David says: October 20, 2021 at 9:43 am


Thank you for this detailed response to my question.

It is good to hear that, in principle, you support the intensification of established suburbs, and the construction of medium density housing (townhouses or small apartment blocks) so long as it is set amid sufficient space and greenery.

I agree with you that it’s vital to “debate the real issues” and to move beyond generalities. Given the above general principles, am I right to assume that you would support the Manor House development in Griffith and others like it? Developments of this kind would see medium density housing built on the same block size and amid the same level of greenery and open space that surrounds a traditional detached Canberra house. This seems wholly consistent with the principles you espouse in this article.

Like you, I think it’s desirable to avoid “straw man” debates – what do you actually stand for in practice?

Palmerston's Masked Lament says: October 20, 2021 at 2:18 pm

Well that took no time at all to Google. What Paul says in his article is laissez faire approach to planning needs to be called out for what it is and hopefully the challenge will be enough to force change for good.

Now according to a micro-second of Google time, the owners of the proposed Manor House development want to bulldoze their single residence and replace it with a two-storey, four-unit complex with nine car parks on an 1166m2 block. The current house is 186m2 and the rest is garden. The plan on the Internet seems to flip that ratio and changes green for concrete.

As reported elsewhere, there is nothing wrong with exploring different housing models – especially what’s called the ‘missing middle’ of low-rise, medium-density – but they need to be in the right place, with the right zoning and not chip away at what is left of the planning system’s integrity.

Canberra planning was once “hoc” but now it is “ad hoc”, and when a perfectly good sheep paddock is turned into a windswept and sunblasted concrete wonderland where neighbours can shake hands from their side windows and the drone of drone deliveries echoes along the man-made canyons (I’m looking at you Crace) you have to wonder why we have gone so far wrong.

So yes, “straw man” debates need to be avoided.

S. Draw K Cabs says: October 22, 2021 at 3:29 pm

Paul on point as usual, but for…

Can we really only vote for Lib/Lab/Green? This mob three, will only pick up their game when we don’t. vote. for. any. of. them. (yes, it’s taking the local Libs longer than you might expect).

For the brain washed; seriously, there are alternatives, independents and parties that can’t be worse and at the least want to be better.

Citynews; please start by giving some of these alternatives free kicks.

David says: October 23, 2021 at 7:52 am

“ As reported elsewhere, there is nothing wrong with exploring different housing models – especially what’s called the ‘missing middle’ of low-rise, medium-density – but they need to be in the right place, with the right zoning and not chip away at what is left of the planning system’s integrity.”

ie, Not In My Backyard.

It would at least be more honest if the anti-development crowd would just come out and say “we are very comfortable in our established suburbs and don’t want new people moving here”.

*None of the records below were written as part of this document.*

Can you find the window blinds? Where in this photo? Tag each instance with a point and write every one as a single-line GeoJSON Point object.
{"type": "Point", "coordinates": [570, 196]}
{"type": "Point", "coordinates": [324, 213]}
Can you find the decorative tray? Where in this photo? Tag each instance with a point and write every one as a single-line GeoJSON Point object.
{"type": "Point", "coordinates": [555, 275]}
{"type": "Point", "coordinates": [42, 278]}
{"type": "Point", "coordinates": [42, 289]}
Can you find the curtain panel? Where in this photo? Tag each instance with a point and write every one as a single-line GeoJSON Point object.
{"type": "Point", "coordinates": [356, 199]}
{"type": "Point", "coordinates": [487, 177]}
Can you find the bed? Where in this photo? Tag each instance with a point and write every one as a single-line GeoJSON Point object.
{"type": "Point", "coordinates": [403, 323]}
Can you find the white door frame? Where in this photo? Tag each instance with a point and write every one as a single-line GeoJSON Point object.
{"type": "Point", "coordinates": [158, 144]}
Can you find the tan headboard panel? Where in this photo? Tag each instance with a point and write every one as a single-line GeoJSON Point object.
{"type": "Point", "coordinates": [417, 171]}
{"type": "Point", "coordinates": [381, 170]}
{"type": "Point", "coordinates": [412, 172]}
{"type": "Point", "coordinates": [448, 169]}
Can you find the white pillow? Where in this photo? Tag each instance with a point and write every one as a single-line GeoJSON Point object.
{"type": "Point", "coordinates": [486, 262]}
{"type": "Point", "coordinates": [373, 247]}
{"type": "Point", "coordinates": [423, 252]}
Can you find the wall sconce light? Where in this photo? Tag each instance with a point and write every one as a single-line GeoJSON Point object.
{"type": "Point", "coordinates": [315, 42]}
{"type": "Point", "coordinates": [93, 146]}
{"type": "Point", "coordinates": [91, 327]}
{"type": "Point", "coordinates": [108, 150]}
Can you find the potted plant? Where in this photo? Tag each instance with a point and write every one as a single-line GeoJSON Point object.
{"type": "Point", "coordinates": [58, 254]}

Palmerston's Masket Lament says: October 26, 2021 at 7:54 am

I note what you did there, by twisting reporting taken from other sources on this project you have sought to twist my argument into a NIMBYist position, and in doing so, attempted to redirect away from the lack of detailed options and supporting argument you seek to put forward.

Sadly, this is not the case and representing my comments as NIMBY are completely fallacious.

So let me respond with this snapshot of modern housing from Crace because it is current.

There is a house for sale in Crace at the moment, it is a big house with commanding views and many bedrooms and presents an aspiration for many home owners I would suggest. However it does not have a backyard. It does not have a courtyard. Its sole claim to personal greenspace is labelled a “court”.

Explain to me how this represents effective town planning when there is no space for a child to play?